Thursday, 24 November 2011

Over Supper we Discuss the Yeti

'Over supper we discuss the yeti...Tukten says quietly, "I have heard the yeti," and cries out suddenly, "Kak-kak-kak KAI-ee!"-a wild laughing yelp, quite unlike anything I have ever heard, which echoes eerily off the walls of the cold canyon.
 Stirring the embers, Tukten is silent for a while. Dawa stares at him, more startled than myself. According to Tukten, the yeti is an animal, but "more man-creature than monkey-creature". He has never seen one, but intends to turn quickly when he does and pretend he hasn't; the yeti never attacks men, but to see one is bad luck. Yetis were once common in the Khumbu region, but in the time of his grandfather, the people set out poisoned barley to keep yetis from raiding their crops, and killed them off - there were dead yetis everywhere, said Tukten's grandfather.
 Looking up, he gazes at me peacefully over the flame.Then he says something very strange: "I think the yeti is a Buddhist." When I ask him if he means a holy man, a hermit with strange powers, a naljorpa, he just shrugs, refusing with uncustomary stubbornness to explain further.'

Peter Matthiessen, The Snow Leopard

It would be easy to assume that technology has given us a view of the world so comprehensive as to include the yeti, the sasquatch, the trinity alps giant salamander (described by one witness as being the size of an alligator), the dorset ouser - all conveniently labelled on Google Earth. Large mammal species are still discovered with surprising regularity.
The world is still imbued with mystery.

In 1959 European and American explorers stole parts of a relic purported to be the hand of a yeti from the Pangboche monastery in Nepal. Bizarrely, it was the actor James Stewart who smuggled the remains to London in his luggage.

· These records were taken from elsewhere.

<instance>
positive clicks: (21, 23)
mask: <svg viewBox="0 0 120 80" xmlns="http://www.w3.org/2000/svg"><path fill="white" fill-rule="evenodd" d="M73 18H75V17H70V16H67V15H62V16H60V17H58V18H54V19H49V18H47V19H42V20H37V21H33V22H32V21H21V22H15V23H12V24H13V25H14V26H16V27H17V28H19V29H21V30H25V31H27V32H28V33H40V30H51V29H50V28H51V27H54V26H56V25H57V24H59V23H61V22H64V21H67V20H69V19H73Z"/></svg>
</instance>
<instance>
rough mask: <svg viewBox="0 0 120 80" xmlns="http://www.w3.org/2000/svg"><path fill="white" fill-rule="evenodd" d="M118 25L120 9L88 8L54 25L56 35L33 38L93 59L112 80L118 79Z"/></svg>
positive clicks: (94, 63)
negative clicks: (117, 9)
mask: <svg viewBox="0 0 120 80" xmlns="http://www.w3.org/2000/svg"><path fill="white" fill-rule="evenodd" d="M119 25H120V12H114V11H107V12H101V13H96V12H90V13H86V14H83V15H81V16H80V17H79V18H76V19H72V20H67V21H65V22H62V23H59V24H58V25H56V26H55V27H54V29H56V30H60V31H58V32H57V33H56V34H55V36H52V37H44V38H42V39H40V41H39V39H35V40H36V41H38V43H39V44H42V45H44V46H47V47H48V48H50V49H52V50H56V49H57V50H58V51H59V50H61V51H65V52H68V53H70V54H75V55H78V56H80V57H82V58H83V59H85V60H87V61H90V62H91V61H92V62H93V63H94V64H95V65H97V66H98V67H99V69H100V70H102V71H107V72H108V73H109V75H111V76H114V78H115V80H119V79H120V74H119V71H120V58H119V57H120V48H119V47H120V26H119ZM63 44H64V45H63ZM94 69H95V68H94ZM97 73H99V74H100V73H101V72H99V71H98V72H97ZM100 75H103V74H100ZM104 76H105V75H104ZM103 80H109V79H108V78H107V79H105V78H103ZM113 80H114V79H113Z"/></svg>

Here they were analysed and described not as human but as 'near human'. 

Of course. It was a yeti hand.

For those at Pangboche for whom the relic had a genuine importance, scientific analysis of its yetiness was maybe not so significant. Unfortunately, several years later the rest of the relic was stolen and its present whereabouts are as obscure as the creature which once  used it to shield its eyes from the glaring snow at the unknown summit of this earth.


  1. Weren't they selling yeti-burgers at Wilderness Festival?

  2. Quite possible- I hope they had been fully defrosted.
    It's worth looking at G. Stotinki's seminal 'Cryptid Cuisine' although, frustratingly, many of the ingredients can be difficult to obtain. The Kraken Porridge is as unforgettable as it is indigestible.